İthalat için en çok bedel ödenen ürün olan buğday (3,3 milyar dolar) ithalatının yüzde 75’i Rusya, yüzde 23’ü ise Ukrayna’dan ithal edildi. Bu yılın ilk 11 aylık döneminde buğday ithalatı 10,8 milyon tona ulaştı. Buğdayı 1,6 milyar dolar ile soya fasulyesi izledi. Soya fasulyesinin yüzde 59’u Brezilya’dan, yüzde 33’ü ise Ukrayna’dan ithal edildi. En fazla bedel ödenen üçüncü ürün 1,6 milyar dolar ile pamuk olurken, en fazla pamuk ithalatı ABD (yüzde 43), Brezilya (yüzde 18) ve Yunanistan’dan (yüzde 12) yapıldı.
Bu yılın Ocak-Kasım döneminde toplam 766 bin baş canlı hayvan ve 32 bin ton kırmızı et ithalatı için 1,2 milyar dolar ödendi. Sığır ithalatı Brezilya ve Ukrayna’dan, küçükbaş hayvan ithalatı Suriye’den yapıldı. Kırmızı et ithalatı ile Polonya ve Fransa mezbahaları zengin edildi. Türkiye son 14 yılda canlı hayvan ve kırmızı et ithalatına 10,6 milyar dolar ödemesine rağmen kırmızı et krizi ülkenin gündeminden düşmedi; ancak krizin ithalat yoluyla çözülmesinin mümkün olmadığını saray iktidarı hala anlayamadı.

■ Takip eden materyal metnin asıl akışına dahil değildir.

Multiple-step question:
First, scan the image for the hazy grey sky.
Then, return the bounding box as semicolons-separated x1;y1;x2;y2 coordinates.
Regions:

Uluslararası piyasalarda tarım ürünleri fiyatlarının gerilemesi; Türkiye’de döviz kurunun baskılanması ve ithalatta gümrük vergilerinin sıfırlanması ihtiyacın üzerinde ithalat yapılmasına yol açtı. Üretim maliyetleri özellikle büyük ölçüde ithalata bağımlılığın söz konusu olduğu gübre, tarım ilaçları ve mazot gibi girdilerdeki döviz kuru (fiyat) artışlarına bağlı olarak yükseliyor. Bir yandan ihtiyacın üzerinde yapılan ithalat, öte yandan ürün alım fiyatlarının düşük açıklanması nedeniyle, ürünlerini değerinde satamayan çiftçiler (özellikle küçük üreticiler) giderek yoksullaşıyor ve tarımı terk ediyor. Bunun gıda güvencesi açısından büyük bir tehlike olduğunu saray iktidarı ne zaman görecek?”